Re: [PATCH 01/31] mm, vmstat: add infrastructure for per-node vmstats

From: Minchan Kim
Date: Mon Jul 04 2016 - 19:49:36 EST


On Fri, Jul 01, 2016 at 09:01:09PM +0100, Mel Gorman wrote:
> VM statistic counters for reclaim decisions are zone-based. If the kernel
> is to reclaim on a per-node basis then we need to track per-node
> statistics but there is no infrastructure for that. The most notable
> change is that the old node_page_state is renamed to
> sum_zone_node_page_state.

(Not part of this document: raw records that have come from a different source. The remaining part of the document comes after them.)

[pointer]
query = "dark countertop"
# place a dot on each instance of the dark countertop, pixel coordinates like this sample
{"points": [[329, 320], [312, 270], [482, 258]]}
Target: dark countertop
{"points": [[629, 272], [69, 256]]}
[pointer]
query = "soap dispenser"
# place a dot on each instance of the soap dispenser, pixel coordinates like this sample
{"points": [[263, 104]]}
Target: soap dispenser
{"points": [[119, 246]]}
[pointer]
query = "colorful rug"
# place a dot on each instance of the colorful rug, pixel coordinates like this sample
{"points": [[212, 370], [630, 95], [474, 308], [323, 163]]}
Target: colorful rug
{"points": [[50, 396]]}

The new node_page_state takes a pglist_data and
> uses per-node stats but none exist yet. There is some renaming such as
> vm_stat to vm_zone_stat and the addition of vm_node_stat and the renaming
> of mod_state to mod_zone_state. Otherwise, this is mostly a mechanical
> patch with no functional change. There is a lot of similarity between the
> node and zone helpers which is unfortunate but there was no obvious way of
> reusing the code and maintaining type safety.
>
> Signed-off-by: Mel Gorman <mgorman@xxxxxxxxxxxxxxxxxxx>
> Acked-by: Johannes Weiner <hannes@xxxxxxxxxxx>
> Acked-by: Vlastimil Babka <vbabka@xxxxxxx>
> ---

<snip>

> diff --git a/mm/vmstat.c b/mm/vmstat.c
> index 7997f52935c9..90b0737ee4be 100644
> --- a/mm/vmstat.c
> +++ b/mm/vmstat.c
> @@ -86,8 +86,10 @@ void vm_events_fold_cpu(int cpu)
> *
> * vm_stat contains the global counters
> */
> -atomic_long_t vm_stat[NR_VM_ZONE_STAT_ITEMS] __cacheline_aligned_in_smp;
> -EXPORT_SYMBOL(vm_stat);
> +atomic_long_t vm_zone_stat[NR_VM_ZONE_STAT_ITEMS] __cacheline_aligned_in_smp;
> +atomic_long_t vm_node_stat[NR_VM_NODE_STAT_ITEMS] __cacheline_aligned_in_smp;
> +EXPORT_SYMBOL(vm_zone_stat);
> +EXPORT_SYMBOL(vm_node_stat);
>
> #ifdef CONFIG_SMP
>
> @@ -172,13 +174,17 @@ void refresh_zone_stat_thresholds(void)
> int threshold;
>
> for_each_populated_zone(zone) {
> + struct pglist_data *pgdat = zone->zone_pgdat;
> unsigned long max_drift, tolerate_drift;
>
> threshold = calculate_normal_threshold(zone);
>
> - for_each_online_cpu(cpu)
> + for_each_online_cpu(cpu) {
> per_cpu_ptr(zone->pageset, cpu)->stat_threshold
> = threshold;
> + per_cpu_ptr(pgdat->per_cpu_nodestats, cpu)->stat_threshold
> + = threshold;
> + }

I didn't see other patches yet so it might fix it then.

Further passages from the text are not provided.